Tuesday, September 15, 2009

Why is lint blue?

Dear Mom:

Do you take less than serious questions? Well, I have one. Why is lint blue? No matter what color I am wearing I get blue lint, even when I'm wearing red.

Sincerely,

Blue Lint Hanging On Me


Dear Blue,

Your question made me laugh and then I had a thought. Thoughts come to me every now and again. It was almost like I was hearing the question, "Why is the sky blue?" all over again. I decided to look it up.

What I found was a course on belly button lint.

Seems there was a man by the name of Dr. Kruszelnicki who was awarded the Ig Nobel Prize for his research in 2002 regarding belly button lint. For those of you who don't know, as I didn't, what the Ig Nobel Prize is, let me tell you.

Each year in the fall ten winners are announced for their parody in areas of science that at "first make people laugh, and then make them think" (http://enwikipedia.org).

Such was the case with belly button lint and Dr. Kruszelnicki.

Kruszelnicki discovered some fascinating things about belly button lint, such as the "existence of navel lint [being] entirely harmless, and requir[ing] no corrective action," but perhaps more importantly, that the "navel lint's characteristic blue tint is due to the existence of blue fibres in clothing."

Another source revealed that the color of lint in your navel had to do with the color you were wearing, suggesting that if you wear blue clothes you will have blue lint.

Not a likely concept however, if you are getting blue lint from a red sweater, for example.

Still, this same source suggests that "if you wear lots of different [colors] then the lint collected is a kind of blue grey rather like the stuff you find in your clothes dryer" (http://www.silkhouse.co.uk).

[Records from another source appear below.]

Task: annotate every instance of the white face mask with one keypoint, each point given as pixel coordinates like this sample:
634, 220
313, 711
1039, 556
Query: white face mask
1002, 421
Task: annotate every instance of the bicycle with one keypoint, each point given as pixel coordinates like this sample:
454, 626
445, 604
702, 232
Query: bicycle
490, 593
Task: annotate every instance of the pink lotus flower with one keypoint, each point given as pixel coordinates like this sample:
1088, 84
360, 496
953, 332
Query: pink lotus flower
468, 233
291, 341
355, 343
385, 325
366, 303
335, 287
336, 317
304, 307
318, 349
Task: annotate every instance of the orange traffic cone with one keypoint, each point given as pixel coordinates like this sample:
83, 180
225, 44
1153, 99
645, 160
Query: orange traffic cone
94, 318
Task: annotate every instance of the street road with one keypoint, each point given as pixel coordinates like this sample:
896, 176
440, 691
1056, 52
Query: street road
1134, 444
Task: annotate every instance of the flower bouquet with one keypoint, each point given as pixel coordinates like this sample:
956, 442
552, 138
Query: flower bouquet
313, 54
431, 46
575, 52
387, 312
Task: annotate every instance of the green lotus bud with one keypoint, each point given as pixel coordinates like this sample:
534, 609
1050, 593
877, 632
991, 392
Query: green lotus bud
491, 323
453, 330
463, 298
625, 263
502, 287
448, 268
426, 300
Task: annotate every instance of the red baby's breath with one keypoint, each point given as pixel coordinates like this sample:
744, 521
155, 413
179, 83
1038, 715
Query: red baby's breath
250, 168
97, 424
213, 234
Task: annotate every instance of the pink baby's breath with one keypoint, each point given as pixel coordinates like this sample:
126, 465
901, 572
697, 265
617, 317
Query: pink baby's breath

I couldn't help it. I started to ponder my dryer lint. Most of the time, yes, it was a sort of blue gray but occasionally, very occasionally it was pink. So what was up with that?

This brought me to Graham Barker who is the record holder in the Guinness Book of Records since 1984 for the collection of the most belly button lint.

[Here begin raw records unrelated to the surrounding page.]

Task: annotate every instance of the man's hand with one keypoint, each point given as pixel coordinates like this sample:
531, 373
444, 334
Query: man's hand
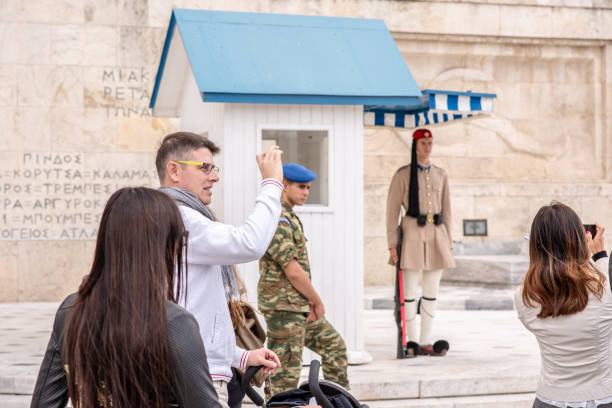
595, 244
393, 253
317, 311
270, 163
264, 357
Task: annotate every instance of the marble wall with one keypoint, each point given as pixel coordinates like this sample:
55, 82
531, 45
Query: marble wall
76, 77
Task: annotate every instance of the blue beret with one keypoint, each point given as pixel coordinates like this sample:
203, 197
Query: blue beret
298, 173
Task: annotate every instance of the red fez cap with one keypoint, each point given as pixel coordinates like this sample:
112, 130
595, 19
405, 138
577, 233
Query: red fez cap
421, 134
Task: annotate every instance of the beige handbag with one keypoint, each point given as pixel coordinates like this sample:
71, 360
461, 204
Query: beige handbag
249, 335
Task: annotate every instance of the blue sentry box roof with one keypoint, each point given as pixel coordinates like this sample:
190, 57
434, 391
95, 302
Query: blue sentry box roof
274, 58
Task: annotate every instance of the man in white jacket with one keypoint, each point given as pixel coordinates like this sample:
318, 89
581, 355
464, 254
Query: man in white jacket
187, 172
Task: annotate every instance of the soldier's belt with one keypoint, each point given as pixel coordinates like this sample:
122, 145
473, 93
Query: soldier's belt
435, 219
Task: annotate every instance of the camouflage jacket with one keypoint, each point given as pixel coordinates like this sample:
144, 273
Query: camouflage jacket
274, 291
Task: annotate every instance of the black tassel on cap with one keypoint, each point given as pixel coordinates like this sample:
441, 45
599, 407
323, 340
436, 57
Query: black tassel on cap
413, 192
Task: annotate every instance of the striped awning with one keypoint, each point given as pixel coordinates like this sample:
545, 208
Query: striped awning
436, 107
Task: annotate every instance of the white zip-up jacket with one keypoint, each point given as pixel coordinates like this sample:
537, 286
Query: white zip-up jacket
210, 245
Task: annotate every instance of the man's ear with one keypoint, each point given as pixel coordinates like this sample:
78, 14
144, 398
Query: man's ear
173, 172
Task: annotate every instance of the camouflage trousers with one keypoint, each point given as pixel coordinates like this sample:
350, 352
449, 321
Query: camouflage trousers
288, 333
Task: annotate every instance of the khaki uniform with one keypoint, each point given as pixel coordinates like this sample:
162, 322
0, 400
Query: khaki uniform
285, 310
428, 247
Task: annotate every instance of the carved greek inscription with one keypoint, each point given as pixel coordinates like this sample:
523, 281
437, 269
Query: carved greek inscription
56, 196
128, 89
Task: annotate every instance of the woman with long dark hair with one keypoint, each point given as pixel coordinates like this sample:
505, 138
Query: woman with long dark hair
566, 302
122, 341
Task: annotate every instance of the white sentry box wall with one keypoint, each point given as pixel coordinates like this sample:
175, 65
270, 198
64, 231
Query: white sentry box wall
334, 233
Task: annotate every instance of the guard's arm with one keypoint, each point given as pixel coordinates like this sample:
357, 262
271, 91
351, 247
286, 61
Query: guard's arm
397, 190
446, 209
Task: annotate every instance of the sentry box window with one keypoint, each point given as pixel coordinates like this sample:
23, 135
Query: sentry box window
475, 228
308, 148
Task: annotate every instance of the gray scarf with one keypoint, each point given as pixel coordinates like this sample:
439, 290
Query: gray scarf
188, 199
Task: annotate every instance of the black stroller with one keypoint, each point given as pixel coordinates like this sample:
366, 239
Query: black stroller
327, 394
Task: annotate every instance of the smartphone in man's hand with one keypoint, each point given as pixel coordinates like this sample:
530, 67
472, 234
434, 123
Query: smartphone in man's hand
592, 228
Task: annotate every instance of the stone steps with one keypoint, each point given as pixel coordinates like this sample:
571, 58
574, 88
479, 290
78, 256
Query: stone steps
491, 270
451, 297
481, 401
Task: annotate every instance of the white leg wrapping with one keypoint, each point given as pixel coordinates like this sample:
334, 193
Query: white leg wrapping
411, 282
431, 283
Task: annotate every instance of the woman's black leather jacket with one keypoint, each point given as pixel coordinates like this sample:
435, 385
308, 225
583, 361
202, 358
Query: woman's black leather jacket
191, 379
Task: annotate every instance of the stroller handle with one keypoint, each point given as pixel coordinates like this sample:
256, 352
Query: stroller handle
245, 384
313, 385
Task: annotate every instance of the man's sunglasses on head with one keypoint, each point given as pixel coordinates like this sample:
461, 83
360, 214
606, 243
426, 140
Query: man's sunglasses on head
205, 167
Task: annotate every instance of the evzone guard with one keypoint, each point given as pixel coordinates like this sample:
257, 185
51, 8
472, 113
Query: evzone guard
422, 243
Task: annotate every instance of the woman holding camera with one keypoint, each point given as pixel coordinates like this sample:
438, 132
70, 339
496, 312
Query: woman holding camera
121, 341
566, 302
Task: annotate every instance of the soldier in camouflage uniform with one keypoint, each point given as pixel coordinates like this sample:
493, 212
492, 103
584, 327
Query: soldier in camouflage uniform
293, 310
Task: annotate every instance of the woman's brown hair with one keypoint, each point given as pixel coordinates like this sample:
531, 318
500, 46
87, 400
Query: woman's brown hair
560, 274
116, 341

Barker never collects blue in his button, but "a particular shade of red," though he rarely wears the color.

What's up with that?

No one seems to know. I even checked one site where the person's belly button lint was discovered in almost all the colors of the rainbow!

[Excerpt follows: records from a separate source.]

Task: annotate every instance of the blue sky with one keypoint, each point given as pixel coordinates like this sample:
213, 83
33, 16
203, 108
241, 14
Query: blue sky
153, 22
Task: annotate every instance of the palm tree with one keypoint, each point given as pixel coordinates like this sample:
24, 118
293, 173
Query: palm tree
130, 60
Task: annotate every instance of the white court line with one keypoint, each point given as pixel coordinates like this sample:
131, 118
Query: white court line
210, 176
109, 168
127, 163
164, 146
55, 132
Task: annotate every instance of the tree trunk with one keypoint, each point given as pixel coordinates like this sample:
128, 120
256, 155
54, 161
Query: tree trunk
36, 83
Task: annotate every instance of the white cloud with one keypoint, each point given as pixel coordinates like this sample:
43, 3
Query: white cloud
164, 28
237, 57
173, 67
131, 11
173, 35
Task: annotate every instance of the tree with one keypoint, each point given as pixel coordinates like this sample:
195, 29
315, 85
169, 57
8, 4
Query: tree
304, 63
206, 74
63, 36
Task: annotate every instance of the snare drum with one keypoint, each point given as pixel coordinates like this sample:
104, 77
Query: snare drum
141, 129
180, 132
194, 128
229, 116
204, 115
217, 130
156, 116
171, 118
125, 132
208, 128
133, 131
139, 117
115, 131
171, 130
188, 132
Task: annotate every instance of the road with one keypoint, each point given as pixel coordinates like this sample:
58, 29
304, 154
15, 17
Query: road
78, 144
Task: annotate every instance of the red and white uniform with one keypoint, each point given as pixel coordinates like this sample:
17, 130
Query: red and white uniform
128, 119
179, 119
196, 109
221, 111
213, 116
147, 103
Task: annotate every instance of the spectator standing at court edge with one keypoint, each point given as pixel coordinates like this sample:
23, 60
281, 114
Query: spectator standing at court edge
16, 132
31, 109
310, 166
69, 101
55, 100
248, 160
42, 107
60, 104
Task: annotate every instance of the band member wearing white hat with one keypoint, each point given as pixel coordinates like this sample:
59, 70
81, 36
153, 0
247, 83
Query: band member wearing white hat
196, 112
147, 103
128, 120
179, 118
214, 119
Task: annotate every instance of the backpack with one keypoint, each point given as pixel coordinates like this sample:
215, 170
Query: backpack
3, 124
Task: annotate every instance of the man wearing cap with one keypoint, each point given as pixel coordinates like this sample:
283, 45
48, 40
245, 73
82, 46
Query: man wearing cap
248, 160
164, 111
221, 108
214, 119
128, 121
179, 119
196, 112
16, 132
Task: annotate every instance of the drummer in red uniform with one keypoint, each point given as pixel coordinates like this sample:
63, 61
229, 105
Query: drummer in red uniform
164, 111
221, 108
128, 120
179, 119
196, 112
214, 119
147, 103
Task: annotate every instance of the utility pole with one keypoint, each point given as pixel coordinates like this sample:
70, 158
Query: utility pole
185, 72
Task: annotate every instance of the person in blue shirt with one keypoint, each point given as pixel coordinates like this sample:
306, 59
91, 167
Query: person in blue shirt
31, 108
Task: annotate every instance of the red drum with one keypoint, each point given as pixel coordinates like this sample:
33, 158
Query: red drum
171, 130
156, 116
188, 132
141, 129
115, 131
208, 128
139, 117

But I'm taking you a bit off track. You asked about blue lint, and not the lint in belly buttons, I am guessing, but the lint found on your favorite red sweater, for example.

I say the answer is the same. Whether the lint goes in your button or on your sweater's sleeve, the color will more than likely be blue for the "blue fibre" reason stated above.

If it's not, you might want to check with Graham Barker.